Sans dire que cette personnification à l’extrême serait ridicule si elle était appliquée de la même façon à l’Orient et aux autres parties du monde, comme l’Asie, en leur donnant des attributs culturels et géopolitiques avec un mode d’action commun. Et dans le cas du mouvement panafricain, émule de l’Occident à bien des égards, il correspond plus à une véritable unité géographique continentale incontestable, même si là aussi l’identification unitaire a connu des extrapolations idéalistes et assez éloignées des différentes réalités historiques.

 

Il serait temps que la recherche académique, et à sa suite les experts et les pédagogues, actualise et affine leurs classements catégoriques, afin d’éviter d’apporter l’eau au moulin des laudateurs auto-satisfaits et néoconservateurs du mode de vie occidental, et des fascistes voulant en découdre avec les minorités qui y seraient réfractaires par nature (raciale) ou par conviction (politique ou religieuse). Il justifie aussi le clash entre civilisations, la confrontation entre blocs et in fine à la course aux armements de destruction massive. Le concept d’Occident, grosse machine rhétorique écrasant le moindre particularisme, est aussi devenu un mot d’ordre de propagande dont les dérives dangereuses ne doivent pas être sous-estimées, et qui peuvent emporter définitivement des qualités positives (démocratie, rationalisme et humanisme principalement) du côté de la domination, de la haine et de la terreur.

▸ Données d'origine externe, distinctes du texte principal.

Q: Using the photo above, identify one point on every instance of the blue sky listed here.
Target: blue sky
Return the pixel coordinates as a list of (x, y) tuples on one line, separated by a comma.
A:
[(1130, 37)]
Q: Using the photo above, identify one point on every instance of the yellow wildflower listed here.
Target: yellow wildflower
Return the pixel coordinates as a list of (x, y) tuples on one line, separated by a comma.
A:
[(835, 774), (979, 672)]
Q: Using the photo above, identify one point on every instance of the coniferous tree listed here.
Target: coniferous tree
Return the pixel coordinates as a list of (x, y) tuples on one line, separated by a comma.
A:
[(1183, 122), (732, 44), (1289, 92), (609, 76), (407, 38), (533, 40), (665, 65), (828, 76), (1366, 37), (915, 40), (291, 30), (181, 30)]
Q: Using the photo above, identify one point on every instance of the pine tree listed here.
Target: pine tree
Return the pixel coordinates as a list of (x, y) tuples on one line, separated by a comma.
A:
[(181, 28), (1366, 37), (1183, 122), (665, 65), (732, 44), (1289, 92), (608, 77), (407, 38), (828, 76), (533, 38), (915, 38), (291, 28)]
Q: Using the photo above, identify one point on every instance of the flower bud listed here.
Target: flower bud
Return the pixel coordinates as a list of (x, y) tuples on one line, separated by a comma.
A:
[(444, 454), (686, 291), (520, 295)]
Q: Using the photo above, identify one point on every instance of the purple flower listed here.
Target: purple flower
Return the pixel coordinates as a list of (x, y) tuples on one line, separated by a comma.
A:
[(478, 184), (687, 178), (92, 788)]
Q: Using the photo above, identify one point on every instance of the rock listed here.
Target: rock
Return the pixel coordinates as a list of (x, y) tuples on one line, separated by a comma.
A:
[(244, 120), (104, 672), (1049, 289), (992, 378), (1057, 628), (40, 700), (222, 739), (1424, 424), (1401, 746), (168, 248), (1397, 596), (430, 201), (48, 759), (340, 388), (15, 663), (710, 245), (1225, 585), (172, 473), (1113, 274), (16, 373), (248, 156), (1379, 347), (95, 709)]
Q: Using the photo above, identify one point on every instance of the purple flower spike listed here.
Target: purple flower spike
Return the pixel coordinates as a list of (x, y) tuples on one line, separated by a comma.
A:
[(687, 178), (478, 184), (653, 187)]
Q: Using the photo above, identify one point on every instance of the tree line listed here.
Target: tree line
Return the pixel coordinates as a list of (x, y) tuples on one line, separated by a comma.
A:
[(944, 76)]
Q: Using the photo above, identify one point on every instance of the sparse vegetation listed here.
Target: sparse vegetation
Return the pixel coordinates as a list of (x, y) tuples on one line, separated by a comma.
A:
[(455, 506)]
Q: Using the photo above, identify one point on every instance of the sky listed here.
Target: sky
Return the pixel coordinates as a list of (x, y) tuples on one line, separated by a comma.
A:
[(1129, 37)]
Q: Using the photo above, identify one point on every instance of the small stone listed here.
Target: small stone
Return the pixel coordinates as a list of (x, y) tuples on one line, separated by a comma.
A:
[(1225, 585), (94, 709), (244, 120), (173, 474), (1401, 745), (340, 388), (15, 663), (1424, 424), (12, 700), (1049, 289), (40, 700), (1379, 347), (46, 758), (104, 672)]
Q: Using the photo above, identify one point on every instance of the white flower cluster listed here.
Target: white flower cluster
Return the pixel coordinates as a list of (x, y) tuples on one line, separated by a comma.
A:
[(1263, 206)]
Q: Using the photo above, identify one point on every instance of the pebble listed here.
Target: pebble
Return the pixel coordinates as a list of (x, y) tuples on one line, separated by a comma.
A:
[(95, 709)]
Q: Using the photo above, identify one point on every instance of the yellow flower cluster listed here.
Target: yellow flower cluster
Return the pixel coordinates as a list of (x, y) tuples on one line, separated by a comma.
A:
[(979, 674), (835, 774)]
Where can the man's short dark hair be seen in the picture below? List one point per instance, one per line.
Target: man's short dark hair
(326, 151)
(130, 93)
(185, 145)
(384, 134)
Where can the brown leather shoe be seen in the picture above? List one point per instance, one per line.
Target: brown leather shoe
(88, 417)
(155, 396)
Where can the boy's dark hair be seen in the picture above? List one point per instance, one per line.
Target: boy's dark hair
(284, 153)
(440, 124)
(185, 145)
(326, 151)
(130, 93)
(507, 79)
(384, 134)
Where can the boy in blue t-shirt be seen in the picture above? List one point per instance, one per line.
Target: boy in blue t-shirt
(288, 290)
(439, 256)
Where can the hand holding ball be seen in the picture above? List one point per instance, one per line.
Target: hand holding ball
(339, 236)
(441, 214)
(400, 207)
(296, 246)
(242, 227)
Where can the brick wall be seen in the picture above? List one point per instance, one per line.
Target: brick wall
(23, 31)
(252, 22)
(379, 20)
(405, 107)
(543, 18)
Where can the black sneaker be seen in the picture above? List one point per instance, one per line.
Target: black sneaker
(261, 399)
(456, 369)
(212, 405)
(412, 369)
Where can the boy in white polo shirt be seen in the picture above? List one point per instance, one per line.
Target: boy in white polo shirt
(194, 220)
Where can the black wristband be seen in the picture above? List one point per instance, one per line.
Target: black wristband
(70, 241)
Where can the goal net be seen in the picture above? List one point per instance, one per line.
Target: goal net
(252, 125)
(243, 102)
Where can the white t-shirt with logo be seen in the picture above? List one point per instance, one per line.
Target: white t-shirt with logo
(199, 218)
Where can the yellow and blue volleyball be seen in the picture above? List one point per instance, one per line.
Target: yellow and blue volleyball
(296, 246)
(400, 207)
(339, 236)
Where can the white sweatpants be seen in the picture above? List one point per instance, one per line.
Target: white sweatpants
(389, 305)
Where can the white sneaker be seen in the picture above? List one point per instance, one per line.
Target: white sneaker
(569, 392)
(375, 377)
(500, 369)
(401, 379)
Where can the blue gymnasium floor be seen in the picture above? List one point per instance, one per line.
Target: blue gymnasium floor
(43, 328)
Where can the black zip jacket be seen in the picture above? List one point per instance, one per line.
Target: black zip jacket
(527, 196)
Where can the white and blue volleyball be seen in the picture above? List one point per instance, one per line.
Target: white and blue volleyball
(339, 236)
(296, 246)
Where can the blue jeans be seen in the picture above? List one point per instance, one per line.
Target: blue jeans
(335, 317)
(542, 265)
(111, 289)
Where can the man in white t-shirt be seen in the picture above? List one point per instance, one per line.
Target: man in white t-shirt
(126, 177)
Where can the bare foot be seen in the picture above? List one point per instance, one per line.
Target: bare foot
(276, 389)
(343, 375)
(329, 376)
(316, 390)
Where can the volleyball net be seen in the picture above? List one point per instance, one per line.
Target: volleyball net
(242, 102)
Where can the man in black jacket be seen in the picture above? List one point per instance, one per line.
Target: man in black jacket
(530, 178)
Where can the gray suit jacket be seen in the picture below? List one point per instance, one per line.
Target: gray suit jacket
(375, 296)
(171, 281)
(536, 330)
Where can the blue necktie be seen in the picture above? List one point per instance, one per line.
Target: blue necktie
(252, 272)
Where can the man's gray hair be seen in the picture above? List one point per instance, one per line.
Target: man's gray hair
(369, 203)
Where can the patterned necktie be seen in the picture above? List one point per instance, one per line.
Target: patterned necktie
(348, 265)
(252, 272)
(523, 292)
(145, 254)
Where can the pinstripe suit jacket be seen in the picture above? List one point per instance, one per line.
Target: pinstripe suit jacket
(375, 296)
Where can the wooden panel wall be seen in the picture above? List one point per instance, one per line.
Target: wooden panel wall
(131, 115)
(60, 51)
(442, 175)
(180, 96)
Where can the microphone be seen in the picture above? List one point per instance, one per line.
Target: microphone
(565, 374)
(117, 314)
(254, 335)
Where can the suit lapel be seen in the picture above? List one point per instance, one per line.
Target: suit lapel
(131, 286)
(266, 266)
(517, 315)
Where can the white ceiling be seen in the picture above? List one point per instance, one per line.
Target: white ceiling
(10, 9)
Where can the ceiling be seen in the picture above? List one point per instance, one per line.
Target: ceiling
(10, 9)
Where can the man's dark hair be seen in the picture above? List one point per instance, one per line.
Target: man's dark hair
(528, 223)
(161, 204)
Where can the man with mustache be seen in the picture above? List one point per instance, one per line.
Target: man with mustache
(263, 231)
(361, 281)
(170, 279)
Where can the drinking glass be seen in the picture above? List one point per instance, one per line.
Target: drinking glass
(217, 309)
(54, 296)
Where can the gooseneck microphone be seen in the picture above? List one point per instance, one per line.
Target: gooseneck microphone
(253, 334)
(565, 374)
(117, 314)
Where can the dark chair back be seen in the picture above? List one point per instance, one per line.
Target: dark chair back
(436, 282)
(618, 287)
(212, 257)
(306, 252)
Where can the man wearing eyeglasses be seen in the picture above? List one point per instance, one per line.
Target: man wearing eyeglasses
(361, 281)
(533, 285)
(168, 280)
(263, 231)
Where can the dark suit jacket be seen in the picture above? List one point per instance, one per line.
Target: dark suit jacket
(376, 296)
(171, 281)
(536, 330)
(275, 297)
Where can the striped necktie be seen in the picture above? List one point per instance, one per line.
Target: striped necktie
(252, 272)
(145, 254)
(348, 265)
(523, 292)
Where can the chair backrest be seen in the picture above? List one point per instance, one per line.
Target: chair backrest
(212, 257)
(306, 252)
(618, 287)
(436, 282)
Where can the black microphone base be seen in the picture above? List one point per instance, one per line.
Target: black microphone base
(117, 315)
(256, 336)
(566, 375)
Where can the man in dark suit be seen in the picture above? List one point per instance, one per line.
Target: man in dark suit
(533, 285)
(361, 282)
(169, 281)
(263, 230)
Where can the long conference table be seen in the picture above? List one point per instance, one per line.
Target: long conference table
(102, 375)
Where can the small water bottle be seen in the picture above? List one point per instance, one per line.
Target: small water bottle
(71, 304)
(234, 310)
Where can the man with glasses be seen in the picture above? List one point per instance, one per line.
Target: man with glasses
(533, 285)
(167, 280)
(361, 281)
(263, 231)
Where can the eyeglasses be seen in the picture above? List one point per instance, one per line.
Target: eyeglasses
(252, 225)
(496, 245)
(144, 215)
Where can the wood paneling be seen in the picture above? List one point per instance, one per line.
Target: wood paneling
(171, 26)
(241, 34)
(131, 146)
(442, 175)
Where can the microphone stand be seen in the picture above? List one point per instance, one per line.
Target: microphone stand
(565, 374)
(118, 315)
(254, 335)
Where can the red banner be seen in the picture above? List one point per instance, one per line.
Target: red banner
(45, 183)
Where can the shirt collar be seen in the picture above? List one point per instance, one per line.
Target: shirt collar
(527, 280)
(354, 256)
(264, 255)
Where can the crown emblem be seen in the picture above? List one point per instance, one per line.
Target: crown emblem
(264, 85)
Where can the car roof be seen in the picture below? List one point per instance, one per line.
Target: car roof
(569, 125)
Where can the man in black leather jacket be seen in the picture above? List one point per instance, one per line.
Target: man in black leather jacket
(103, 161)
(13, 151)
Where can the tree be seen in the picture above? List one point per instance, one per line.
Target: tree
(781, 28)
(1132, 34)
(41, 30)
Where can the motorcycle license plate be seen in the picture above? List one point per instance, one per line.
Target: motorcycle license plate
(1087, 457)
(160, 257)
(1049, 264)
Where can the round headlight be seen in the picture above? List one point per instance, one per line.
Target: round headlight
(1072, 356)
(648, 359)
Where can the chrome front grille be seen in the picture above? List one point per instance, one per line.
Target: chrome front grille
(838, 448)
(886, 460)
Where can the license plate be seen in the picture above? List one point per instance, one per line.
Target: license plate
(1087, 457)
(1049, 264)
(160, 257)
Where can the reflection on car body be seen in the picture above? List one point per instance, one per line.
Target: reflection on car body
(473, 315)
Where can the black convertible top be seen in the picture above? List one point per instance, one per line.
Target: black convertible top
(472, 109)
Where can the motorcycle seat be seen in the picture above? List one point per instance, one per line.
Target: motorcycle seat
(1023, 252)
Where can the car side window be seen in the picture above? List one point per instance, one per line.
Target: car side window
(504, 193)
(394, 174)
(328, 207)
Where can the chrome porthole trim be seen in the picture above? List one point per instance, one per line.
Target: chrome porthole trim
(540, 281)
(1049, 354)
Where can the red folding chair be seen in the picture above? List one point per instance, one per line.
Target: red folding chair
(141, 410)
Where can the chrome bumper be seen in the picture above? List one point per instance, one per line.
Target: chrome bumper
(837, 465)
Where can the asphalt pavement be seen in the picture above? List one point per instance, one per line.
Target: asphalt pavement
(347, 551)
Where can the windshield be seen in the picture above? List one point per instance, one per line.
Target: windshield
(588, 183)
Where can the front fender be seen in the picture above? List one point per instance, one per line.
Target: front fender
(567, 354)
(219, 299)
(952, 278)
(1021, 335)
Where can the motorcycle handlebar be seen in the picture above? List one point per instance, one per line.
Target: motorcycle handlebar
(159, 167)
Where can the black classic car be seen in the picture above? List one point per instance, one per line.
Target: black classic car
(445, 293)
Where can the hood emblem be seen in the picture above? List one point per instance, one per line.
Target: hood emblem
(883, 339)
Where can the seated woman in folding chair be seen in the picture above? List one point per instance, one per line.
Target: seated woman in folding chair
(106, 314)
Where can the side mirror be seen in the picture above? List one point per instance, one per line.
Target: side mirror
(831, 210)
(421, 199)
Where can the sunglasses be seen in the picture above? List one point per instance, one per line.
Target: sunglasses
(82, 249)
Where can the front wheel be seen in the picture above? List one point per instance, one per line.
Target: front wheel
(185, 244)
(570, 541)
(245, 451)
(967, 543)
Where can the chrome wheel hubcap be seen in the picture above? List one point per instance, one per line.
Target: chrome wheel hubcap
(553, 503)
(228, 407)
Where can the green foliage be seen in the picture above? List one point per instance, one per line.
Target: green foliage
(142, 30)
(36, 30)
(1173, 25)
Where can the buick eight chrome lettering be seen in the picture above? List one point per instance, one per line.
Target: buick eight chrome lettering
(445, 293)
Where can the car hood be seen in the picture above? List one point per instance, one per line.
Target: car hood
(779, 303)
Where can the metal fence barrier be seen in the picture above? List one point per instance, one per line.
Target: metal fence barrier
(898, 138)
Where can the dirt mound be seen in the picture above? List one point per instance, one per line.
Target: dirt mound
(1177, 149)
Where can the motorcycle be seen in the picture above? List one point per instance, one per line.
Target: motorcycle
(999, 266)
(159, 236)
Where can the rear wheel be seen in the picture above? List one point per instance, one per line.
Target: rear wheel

En se défaisant totalement de ce concept, ainsi que de l’ordre capitaliste imbriqué en lui, il s’agit par la même occasion de reconnaître pour ce qu’ils sont, indépendamment de l’usage intéressé de ceux qui les ont mis en œuvre, les progrès sociaux et les avancées démocratiques qui ont été acquis sous ce nom, mais qui ont été attribués et identifiés à l’Occident seul, figure fantasmatique polarisant les désirs le plus élevés et accomplis de la puissance universelle.